Background

Gastric cancer (GC) is the fourth most common cancer and the second leading cause of cancer-related mortality in the world [1, 2]. Surgery is the only curative treatment strategy in early GC, and conventional chemotherapy has displayed limited efficacy. Since a majority of patients are diagnosed with GC in locally advanced stage. Advanced disease carries a poor prognosis, with 5-year OS of 5–20% [3, 4]. Thus despite decreasing incidence, the mortality rate associated with GC remains relatively high. Therefore, new valid and reliable prognostic and predictive biomarkers for GC are needed to improve risk prediction and offer better information for guiding personalized therapy.

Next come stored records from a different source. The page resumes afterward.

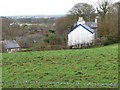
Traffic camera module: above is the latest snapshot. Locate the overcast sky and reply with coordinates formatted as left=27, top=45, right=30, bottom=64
left=0, top=0, right=120, bottom=16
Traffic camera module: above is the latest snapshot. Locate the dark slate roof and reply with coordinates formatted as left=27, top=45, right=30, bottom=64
left=3, top=40, right=20, bottom=49
left=68, top=24, right=94, bottom=34
left=85, top=21, right=98, bottom=28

An increasing number of recent studies suggest that, in addition to genetic alterations, epigenetic alterations, including post-translational modifications of histones, noncoding RNAs, microRNAs, nucleosome positioning and DNA methylation of CpG islands are also involved in the initiation and progression of GC [5, 6]. By regulating and controlling the expression of cancer‐related genes, abnormal DNA methylation can seriously affect the occurrence and development of cancer [7, 8]. Studies have shown that DNA methylation which could provide biological markers for early diagnosis of cancer usually occurs in early cancer. Recently, a number of hyper-methylated tumor-suppressor genes and hypo-methylated tumor-promoting genes have also been found in GC, which were associated with oncogene positive transcriptional regulation in a multiple cellular processes. But to the best of our knowledge, there are no prior studies examining methylated-differentially expressed genes (MDEGs) on a genome-wide scale and focusing on predicting prognosis in GC. In the present study, we comprehensively analyzed Multi-Omics cohorts from the Gene Expression Omnibus (GEO) and TCGA to build a novel MDEGs-based signature that is predictive of prognosis and could potentially guide personalized therapy for GC patients.

Material and method

Data processing

All datasets and clinical information, as described in Table 1 and Additional file 1: Table S1, were downloaded from the GEO (https://www.ncbi.nlm.nih.gov/geo/) and TCGA (https://cancergenome.nih.gov/). Gene expression profiling of the GSE13911 [9] and GSE79973 [10] datasets was conducted using the GPL570 platform (Affymetrix Human Genome U133 plus 2.0 Array). The GSE13911 series included 38 GC and 31 normal gastric samples. And the GSE79973 series consisted of 10 paired GC and non-tumor samples. Gene methylation profiling of the GSE30601 [11] and GSE25869 [12] datasets was conducted using the GPL8490 platform (Illumina Human Methylation27 BeadChip), which included 27,578 highly informative CpG sites and more than 14,476 genes. The GSE30601 series consisted of 203 GC and 94 non-tumor samples. And the GSE25869 series consisted of 32 paired GC and non-tumor samples. The GSE15459 [13] series, including 192 GC samples with gene expression and clinical information, was used to extract a MDEGs-based prognostic signature. Two independent datasets collected from TCGA and GEO were used to test the prognostic ability of the MDEGs-based signature. For TCGA data, the normalised count values of level 3 gene expression data derived from Illumina HiSeqV2 were extracted as gene expression measurements. For data generated by the Affymetrix platforms, the Robust Multi-array Average algorithm [14] was used for preprocessing the raw data. For a data set generated by the Illumina microarray platform, the originally processed data were used. All gene expression measurements were log2 transformed. The Entrez IDs were used to map genes across microarray platforms.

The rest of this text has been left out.